Inform children, but don’t involve them.

I will be meeting with your child in their home environment(s) and maybe at daycare/school. Depending on the child’s age and ability to comprehend, they need to know that I am “a family friend” and will be visiting with them, asking some questions and that they should be honest. However, don’t put the burden of responsibility for the case outcomes on the child and have them feel like they are caught in the middle. Don’t coach them on what to say or question your child after a GAL visit about the conversation. Those conversations are largely confidential between the child and me.

Most children are excited to show me their favorite toys, pets, and special interests. I will likely be meeting with the child alone, depending on their age and ability to have a conversation. Don’t worry, I carry activity pages, tablet apps, and art supplies, and am experienced in conversational interviews. 

A note on home visits: We all live in our homes and some clutter, laundry, and other signs of life are expected.
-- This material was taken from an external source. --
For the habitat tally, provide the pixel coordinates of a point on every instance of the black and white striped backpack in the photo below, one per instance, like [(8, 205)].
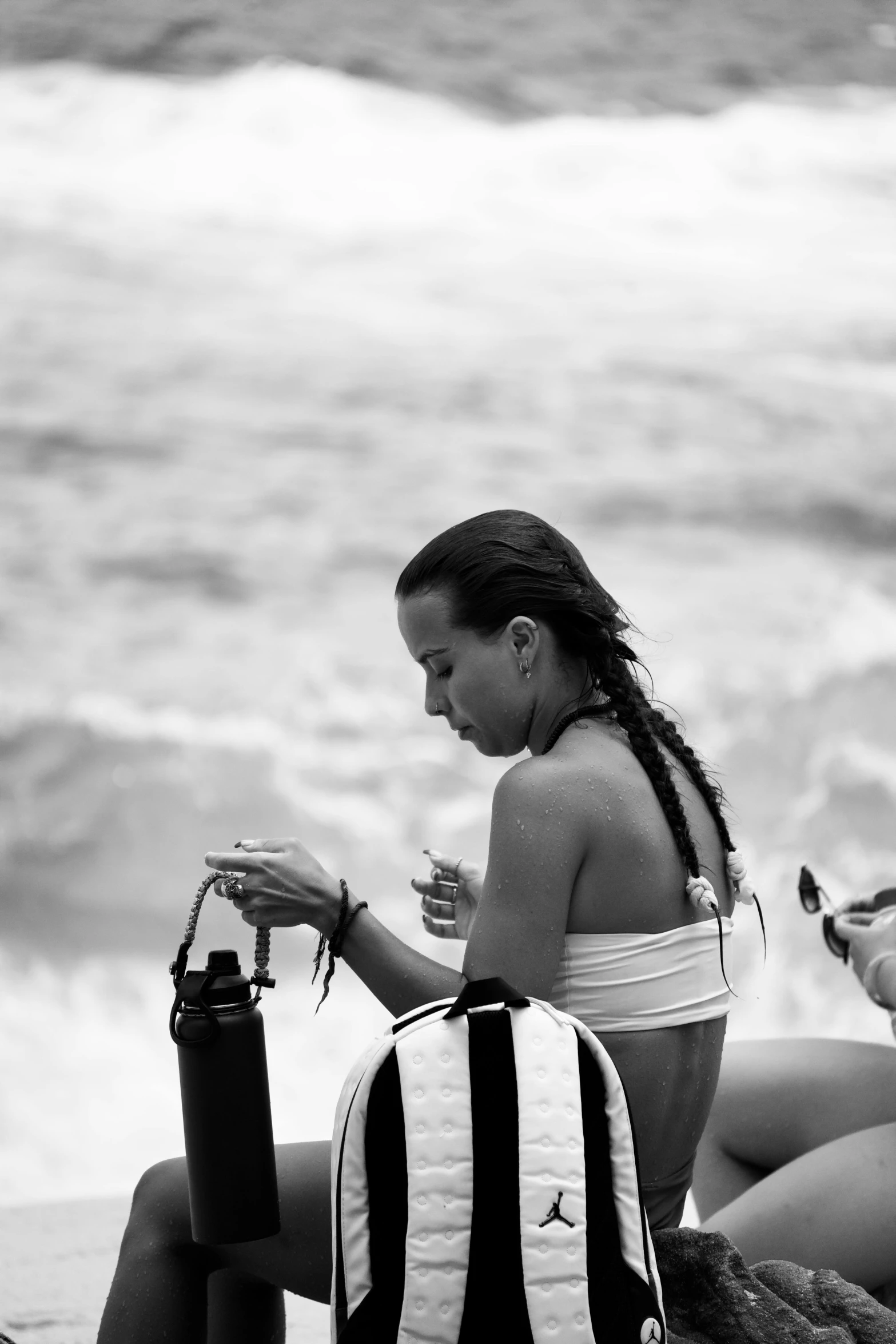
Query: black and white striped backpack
[(485, 1184)]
I am looking for safety and serious cleanliness issues. 


Be honest 

No one is perfect, but it’s better to admit progress you’ve made with addressing flaws or accusations than to lie or pretend they don’t exist. Documentation can be helpful in supporting your progress and seeking help for mental health, physical limitations, or history of not meeting your child’s needs. Willingness to seek help for yourself or your child is a protective parenting skill. 

Never make false accusations of the other party, and back up legitimate ones with evidence. Don’t encourage or instruct your child to lie. It can be costly for me to chase down the truth. 


Follow up periodically and remain current

Email about any relevant updates you have, a written record is preferable to phone calls, though most emails will likely prompt me to call to discuss the content. If there is an emergency, especially one that affects or involves your child, do both. If you have an attorney, please cc them on correspondence so everyone has the same information.

In most cases, the judge will order both parties to pay a split percentage of the GAL fees (50/50 on average). You will be responsible for the entire investigation, not just the time spent talking with you or spending time at your home. You wouldn’t work for free, nor would your lawyer, so please pay your retainer as soon as possible, and try to keep your account current. I understand that most people need a reasonable payment plan.